Laboratory- and pilot-scale hydrothermal liquefaction (HTL) of biomass has predominantly been carried out in batch reactor systems. However, the development of continuous-flow reactor systems is critical for industrial deployment of HTL technology in a cost-competitive manner. In this study, a continuous-flow HTL system (with a feed capacity up to 6 kg/h) was developed and employed to convert various types of bio-feedstocks (wood sawdust, cornstalk, and black liquor) into biocrudes in the presence of K₂CO₃ catalyst at 300 °C for 12 min. The produced biocrude oils were characterized in detail by using GC-MS, FT-IR, GPC, and elemental analysis. This work compared the performance of the continuous-flow HTL process with that of a batch HTL process under the same conditions in terms of the yields and chemistry of the biocrude products as well as the energy recovery potential. The results indicated that HTL of different bio-feedstocks, particularly cornstalk and pinewood, in the continuous-flow reactor led to a higher yield of biocrude (32.4 and 34.5 wt %, respectively) with lower molecular weights and less solid residue (2.9 and 4.6 wt%, respectively) as well as a higher energy recovery rate (53.3 and 52.0%, respectively) compared with those in the batch reactor (Cornstalk: 23.8 wt%, 6.2 wt% and 46.5%; Pinewood: 28.5 wt%, 10.3 wt% and 50.8%, respectively). These promising results shall advance the future development and deployment of the HTL technology in Canadian and global bioenergy sectors.

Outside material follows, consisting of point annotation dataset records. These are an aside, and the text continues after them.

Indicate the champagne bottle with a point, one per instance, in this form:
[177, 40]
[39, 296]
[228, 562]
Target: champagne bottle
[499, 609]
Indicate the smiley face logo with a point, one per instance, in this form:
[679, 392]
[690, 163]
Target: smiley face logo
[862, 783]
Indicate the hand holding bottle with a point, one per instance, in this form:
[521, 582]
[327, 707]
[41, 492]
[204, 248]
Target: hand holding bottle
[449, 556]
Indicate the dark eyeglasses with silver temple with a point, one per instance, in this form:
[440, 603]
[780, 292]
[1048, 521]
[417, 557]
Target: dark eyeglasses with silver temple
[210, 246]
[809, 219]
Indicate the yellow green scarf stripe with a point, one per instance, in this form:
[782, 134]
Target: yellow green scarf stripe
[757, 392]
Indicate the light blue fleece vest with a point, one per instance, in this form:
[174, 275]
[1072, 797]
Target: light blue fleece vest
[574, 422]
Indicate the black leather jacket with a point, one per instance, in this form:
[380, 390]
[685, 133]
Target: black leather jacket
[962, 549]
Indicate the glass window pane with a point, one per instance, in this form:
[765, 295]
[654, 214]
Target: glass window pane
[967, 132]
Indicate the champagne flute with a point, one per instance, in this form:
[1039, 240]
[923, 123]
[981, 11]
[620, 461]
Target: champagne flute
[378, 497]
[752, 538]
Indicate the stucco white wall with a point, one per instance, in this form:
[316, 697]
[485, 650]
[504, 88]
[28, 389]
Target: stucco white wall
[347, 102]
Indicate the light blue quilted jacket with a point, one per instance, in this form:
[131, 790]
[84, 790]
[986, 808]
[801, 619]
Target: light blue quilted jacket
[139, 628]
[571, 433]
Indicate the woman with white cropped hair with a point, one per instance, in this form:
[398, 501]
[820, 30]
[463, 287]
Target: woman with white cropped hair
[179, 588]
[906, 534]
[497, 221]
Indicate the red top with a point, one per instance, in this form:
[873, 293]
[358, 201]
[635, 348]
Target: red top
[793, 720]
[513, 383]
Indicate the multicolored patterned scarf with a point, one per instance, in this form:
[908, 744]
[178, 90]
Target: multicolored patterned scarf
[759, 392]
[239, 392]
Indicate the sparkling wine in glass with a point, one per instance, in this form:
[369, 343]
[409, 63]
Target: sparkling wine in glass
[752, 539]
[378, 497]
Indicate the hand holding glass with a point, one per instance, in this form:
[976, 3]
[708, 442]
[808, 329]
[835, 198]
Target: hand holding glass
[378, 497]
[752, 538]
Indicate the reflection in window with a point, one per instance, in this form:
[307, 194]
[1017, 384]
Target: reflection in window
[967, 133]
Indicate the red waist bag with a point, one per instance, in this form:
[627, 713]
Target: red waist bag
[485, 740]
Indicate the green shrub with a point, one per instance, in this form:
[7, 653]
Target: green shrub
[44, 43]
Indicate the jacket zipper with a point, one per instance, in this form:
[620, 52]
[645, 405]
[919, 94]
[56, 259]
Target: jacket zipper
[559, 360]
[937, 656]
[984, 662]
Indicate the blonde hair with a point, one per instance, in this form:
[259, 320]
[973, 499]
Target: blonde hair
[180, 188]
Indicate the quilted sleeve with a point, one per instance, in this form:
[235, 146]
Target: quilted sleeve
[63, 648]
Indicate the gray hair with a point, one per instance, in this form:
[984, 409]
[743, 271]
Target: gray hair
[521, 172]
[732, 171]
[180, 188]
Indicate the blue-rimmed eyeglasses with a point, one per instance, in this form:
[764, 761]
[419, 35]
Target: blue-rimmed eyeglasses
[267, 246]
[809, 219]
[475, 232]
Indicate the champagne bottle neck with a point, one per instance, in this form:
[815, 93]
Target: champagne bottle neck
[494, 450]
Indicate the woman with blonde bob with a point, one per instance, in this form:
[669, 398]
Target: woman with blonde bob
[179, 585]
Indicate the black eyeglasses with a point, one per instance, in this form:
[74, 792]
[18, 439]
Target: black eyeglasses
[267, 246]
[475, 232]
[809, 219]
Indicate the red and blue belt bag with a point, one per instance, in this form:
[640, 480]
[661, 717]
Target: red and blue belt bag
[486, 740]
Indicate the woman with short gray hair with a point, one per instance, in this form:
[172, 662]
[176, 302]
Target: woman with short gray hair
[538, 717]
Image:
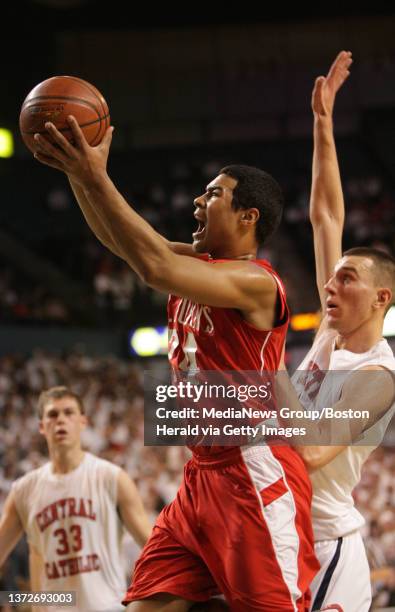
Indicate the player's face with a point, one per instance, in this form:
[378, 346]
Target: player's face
[62, 422]
[218, 221]
[352, 294]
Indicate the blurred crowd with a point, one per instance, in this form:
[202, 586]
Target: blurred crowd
[112, 391]
[114, 295]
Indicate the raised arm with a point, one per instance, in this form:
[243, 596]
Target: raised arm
[326, 202]
[11, 529]
[234, 284]
[132, 510]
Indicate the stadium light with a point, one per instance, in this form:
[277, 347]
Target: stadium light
[305, 321]
[6, 143]
[148, 341]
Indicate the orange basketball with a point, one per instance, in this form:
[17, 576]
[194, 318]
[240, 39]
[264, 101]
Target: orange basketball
[56, 98]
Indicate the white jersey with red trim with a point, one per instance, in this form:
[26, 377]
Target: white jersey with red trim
[209, 338]
[333, 511]
[71, 520]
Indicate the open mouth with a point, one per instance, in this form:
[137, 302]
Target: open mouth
[331, 307]
[200, 230]
[60, 433]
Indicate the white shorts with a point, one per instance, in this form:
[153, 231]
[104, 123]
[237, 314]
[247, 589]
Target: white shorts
[343, 582]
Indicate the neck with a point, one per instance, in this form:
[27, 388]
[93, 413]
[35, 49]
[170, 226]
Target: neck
[361, 339]
[65, 460]
[236, 253]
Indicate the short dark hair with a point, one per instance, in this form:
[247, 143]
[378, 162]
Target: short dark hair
[384, 266]
[57, 393]
[257, 189]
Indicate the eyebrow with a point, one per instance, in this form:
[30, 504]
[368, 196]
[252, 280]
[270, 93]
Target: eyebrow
[348, 269]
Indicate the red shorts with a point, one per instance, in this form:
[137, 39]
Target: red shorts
[241, 526]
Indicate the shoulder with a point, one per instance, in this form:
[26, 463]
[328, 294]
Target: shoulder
[24, 487]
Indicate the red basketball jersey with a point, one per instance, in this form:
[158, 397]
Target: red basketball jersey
[210, 338]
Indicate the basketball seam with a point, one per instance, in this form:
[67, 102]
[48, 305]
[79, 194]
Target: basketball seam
[90, 87]
[92, 90]
[29, 103]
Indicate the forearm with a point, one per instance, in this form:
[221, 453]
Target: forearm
[146, 251]
[326, 193]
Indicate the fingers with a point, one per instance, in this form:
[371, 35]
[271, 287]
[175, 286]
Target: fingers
[107, 138]
[44, 146]
[78, 135]
[48, 161]
[340, 66]
[317, 98]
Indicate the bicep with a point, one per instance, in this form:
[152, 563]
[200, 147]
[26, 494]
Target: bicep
[327, 251]
[11, 528]
[224, 285]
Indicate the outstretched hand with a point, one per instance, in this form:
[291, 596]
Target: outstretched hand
[79, 160]
[326, 88]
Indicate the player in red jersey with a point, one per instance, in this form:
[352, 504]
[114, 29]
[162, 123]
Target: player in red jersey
[240, 523]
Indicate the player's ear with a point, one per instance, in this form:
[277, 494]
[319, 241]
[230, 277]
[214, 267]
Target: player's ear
[249, 216]
[384, 297]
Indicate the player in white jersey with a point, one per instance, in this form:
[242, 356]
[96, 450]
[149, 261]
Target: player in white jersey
[351, 367]
[73, 510]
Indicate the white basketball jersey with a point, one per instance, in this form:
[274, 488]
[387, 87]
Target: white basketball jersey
[72, 521]
[333, 511]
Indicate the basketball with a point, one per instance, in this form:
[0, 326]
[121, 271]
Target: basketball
[56, 98]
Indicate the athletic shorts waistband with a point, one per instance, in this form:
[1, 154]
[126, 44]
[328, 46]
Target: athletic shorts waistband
[230, 456]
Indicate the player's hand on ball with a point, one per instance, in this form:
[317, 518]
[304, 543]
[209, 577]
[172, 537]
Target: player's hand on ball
[326, 88]
[79, 160]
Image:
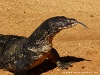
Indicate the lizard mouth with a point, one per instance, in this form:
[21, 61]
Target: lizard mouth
[74, 24]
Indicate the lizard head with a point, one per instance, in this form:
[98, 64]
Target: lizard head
[61, 22]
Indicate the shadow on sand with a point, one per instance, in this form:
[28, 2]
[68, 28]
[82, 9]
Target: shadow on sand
[48, 65]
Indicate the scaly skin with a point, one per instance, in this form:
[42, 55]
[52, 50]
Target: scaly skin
[20, 54]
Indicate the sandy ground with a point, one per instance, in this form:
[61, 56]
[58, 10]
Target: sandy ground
[22, 17]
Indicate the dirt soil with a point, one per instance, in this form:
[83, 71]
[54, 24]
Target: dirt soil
[22, 17]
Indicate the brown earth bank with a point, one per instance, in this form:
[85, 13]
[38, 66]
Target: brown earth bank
[22, 17]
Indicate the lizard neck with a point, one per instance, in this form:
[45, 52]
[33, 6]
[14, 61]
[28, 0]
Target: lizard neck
[42, 35]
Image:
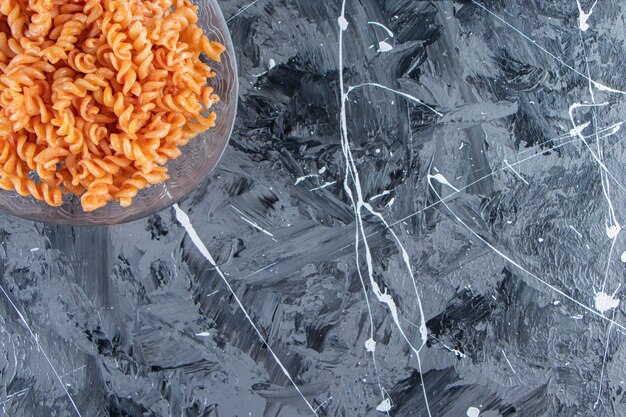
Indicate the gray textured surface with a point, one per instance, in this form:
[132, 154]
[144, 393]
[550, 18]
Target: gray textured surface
[136, 322]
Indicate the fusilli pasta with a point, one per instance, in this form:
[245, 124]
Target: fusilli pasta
[96, 96]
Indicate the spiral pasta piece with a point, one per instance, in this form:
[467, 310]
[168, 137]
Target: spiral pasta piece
[96, 96]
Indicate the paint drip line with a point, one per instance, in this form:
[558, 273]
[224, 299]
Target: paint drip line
[449, 196]
[389, 32]
[40, 348]
[243, 9]
[184, 220]
[321, 187]
[508, 361]
[351, 171]
[343, 25]
[606, 353]
[598, 85]
[516, 173]
[251, 223]
[400, 93]
[520, 267]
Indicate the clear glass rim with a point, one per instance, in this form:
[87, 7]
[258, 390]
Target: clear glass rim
[92, 219]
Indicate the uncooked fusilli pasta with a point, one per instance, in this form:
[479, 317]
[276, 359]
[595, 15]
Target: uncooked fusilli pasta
[97, 95]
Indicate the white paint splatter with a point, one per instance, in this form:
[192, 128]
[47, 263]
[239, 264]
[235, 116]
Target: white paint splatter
[389, 32]
[605, 302]
[583, 17]
[509, 362]
[40, 349]
[556, 58]
[516, 173]
[441, 179]
[473, 412]
[578, 129]
[184, 220]
[343, 23]
[400, 93]
[384, 193]
[520, 267]
[304, 177]
[370, 345]
[384, 47]
[612, 231]
[576, 231]
[384, 406]
[327, 184]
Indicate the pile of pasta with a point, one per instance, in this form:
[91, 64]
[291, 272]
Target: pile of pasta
[96, 96]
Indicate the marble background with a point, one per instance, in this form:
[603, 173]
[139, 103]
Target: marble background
[428, 226]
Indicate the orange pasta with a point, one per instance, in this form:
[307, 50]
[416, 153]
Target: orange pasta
[97, 95]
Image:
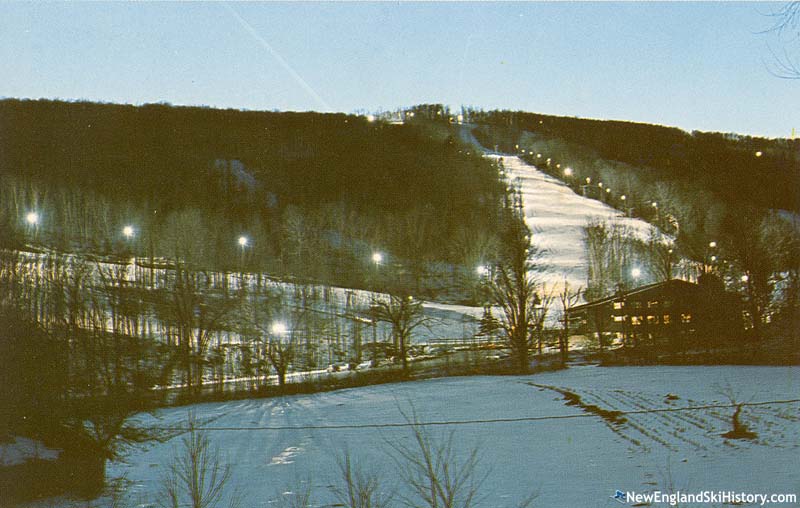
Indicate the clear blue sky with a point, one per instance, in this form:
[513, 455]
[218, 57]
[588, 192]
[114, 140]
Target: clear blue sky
[693, 65]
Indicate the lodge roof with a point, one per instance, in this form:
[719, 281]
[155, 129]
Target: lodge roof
[672, 284]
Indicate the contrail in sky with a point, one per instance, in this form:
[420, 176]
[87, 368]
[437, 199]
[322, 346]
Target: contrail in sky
[279, 58]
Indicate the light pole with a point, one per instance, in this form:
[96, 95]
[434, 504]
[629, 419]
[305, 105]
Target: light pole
[32, 218]
[709, 259]
[243, 242]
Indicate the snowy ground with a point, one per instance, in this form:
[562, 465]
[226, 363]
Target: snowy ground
[575, 462]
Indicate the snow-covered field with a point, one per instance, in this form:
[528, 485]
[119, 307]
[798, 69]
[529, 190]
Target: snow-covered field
[570, 462]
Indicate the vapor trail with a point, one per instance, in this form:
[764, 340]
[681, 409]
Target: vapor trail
[279, 58]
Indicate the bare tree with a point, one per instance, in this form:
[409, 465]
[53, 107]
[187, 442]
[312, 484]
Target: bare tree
[197, 313]
[786, 65]
[197, 476]
[434, 474]
[513, 289]
[567, 298]
[359, 489]
[404, 314]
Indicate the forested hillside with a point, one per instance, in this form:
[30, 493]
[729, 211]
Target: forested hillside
[730, 202]
[755, 171]
[315, 194]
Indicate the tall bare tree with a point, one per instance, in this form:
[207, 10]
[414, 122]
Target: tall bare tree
[404, 314]
[513, 288]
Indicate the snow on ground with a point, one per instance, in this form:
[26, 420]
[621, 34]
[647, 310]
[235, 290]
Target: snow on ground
[569, 462]
[557, 217]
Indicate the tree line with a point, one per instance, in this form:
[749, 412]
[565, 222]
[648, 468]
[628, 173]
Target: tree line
[315, 193]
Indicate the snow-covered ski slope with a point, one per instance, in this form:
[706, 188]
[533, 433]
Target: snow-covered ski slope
[557, 216]
[571, 462]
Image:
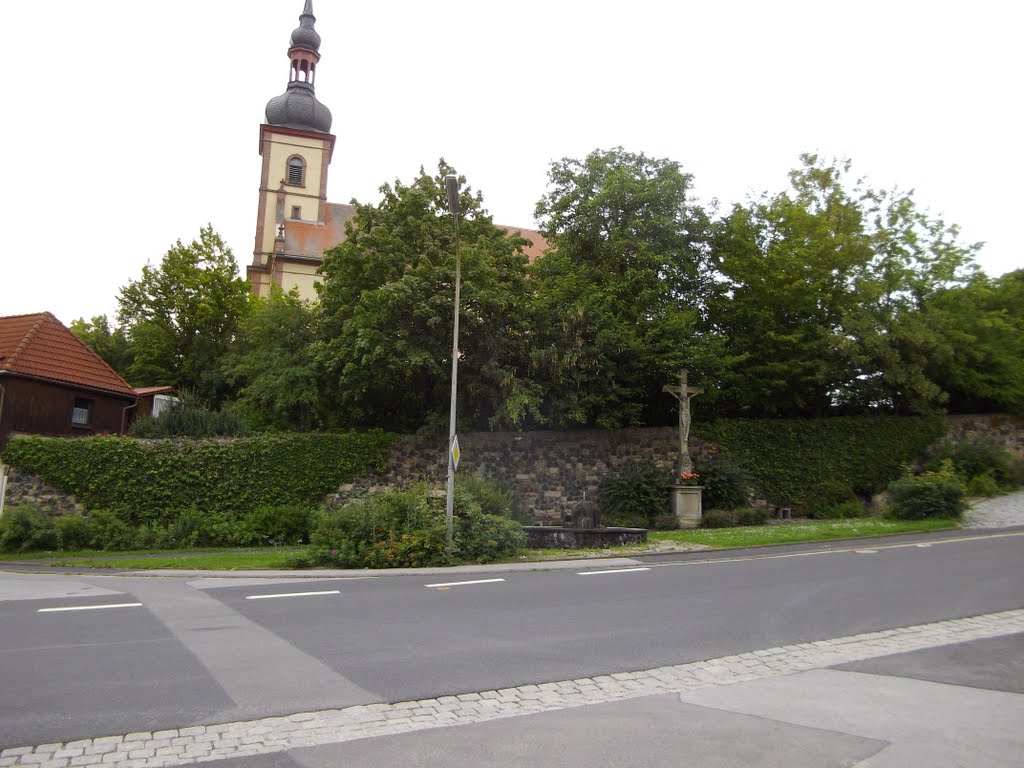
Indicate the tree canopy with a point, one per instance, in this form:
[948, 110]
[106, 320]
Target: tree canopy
[386, 303]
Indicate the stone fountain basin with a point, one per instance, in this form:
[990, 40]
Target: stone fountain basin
[557, 537]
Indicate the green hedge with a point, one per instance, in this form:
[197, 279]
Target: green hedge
[788, 459]
[157, 481]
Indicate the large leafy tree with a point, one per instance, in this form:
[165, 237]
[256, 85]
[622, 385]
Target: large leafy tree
[821, 293]
[983, 327]
[621, 298]
[181, 315]
[387, 298]
[272, 367]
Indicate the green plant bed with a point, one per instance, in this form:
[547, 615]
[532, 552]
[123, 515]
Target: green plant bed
[817, 530]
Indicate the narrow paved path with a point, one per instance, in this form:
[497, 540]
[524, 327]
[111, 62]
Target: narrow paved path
[1000, 512]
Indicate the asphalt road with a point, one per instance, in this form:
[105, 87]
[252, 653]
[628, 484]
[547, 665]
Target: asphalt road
[202, 650]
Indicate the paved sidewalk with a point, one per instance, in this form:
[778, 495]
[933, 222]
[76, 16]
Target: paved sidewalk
[1000, 512]
[206, 742]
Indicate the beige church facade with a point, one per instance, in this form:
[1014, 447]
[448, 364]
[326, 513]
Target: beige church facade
[295, 223]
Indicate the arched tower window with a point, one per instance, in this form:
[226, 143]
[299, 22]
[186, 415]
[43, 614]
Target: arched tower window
[296, 171]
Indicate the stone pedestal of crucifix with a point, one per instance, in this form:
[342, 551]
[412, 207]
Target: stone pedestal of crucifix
[686, 493]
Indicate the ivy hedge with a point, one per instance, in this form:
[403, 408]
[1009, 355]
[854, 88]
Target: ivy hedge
[793, 461]
[155, 481]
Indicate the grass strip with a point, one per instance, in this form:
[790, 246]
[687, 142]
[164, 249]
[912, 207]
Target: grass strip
[281, 559]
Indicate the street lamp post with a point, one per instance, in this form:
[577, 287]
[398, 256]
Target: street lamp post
[452, 185]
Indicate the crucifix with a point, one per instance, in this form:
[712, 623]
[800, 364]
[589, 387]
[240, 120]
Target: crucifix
[684, 393]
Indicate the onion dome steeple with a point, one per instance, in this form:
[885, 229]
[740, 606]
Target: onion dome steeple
[297, 107]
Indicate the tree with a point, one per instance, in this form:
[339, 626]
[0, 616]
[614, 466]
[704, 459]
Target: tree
[387, 297]
[621, 297]
[272, 365]
[110, 343]
[181, 315]
[983, 326]
[821, 297]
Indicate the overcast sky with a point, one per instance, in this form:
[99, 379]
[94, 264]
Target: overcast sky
[126, 126]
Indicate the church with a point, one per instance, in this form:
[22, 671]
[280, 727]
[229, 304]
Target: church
[295, 223]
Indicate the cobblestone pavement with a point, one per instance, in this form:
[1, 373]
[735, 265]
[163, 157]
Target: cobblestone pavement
[274, 734]
[1000, 512]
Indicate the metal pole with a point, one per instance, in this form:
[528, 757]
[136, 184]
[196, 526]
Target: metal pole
[452, 185]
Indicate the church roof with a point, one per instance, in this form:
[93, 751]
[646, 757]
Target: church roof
[41, 346]
[308, 240]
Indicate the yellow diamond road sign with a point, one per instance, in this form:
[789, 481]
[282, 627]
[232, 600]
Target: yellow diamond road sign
[456, 453]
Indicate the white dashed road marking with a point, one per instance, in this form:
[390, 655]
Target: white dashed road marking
[293, 594]
[611, 570]
[89, 607]
[463, 584]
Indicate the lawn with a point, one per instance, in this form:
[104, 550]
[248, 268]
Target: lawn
[281, 558]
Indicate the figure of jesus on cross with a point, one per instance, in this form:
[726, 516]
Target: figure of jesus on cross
[684, 394]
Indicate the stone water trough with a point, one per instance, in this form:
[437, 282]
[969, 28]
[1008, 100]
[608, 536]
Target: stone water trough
[581, 528]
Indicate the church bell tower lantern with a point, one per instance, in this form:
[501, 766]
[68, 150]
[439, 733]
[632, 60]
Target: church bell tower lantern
[296, 145]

生物质的实验室和中试规模的水热液化(HTL) 主要在间歇式反应器系统中进行。然而，连续流动反应器系统的开发对于 HTL技术以具有成本竞争力的方式进行工业部署至关重要。在这项研究中，开发了一种连续流动的 HTL 系统（进料能力高达 6 kg/h）并用于将各种类型的生物原料（木屑、玉米杆和黑液）转化为生物原油K ₂ CO ₃催化剂在 300 °C 下处理 12 分钟。使用 GC-MS、FT-IR、GPC 对生产的生物原油进行了详细表征和元素分析。这项工作在生物原油产品的产量和化学性质以及能量回收潜力方面，比较了相同条件下连续流 HTL 工艺与间歇式 HTL 工艺的性能。结果表明，连续流动反应器中不同生物原料（尤其是玉米杆和松木）的 HTL 导致更高的生物原油产量（分别为 32.4 和 34.5 wt%）和较低的分子量与间歇式反应器（玉米杆：23.8 wt%、6.2 wt% 和 46.5%；松木：分别为 28.5 wt%、10.3 wt% 和 50.8%）。这些有希望的结果将推动 HTL 技术在加拿大和全球生物能源领域的未来发展和部署。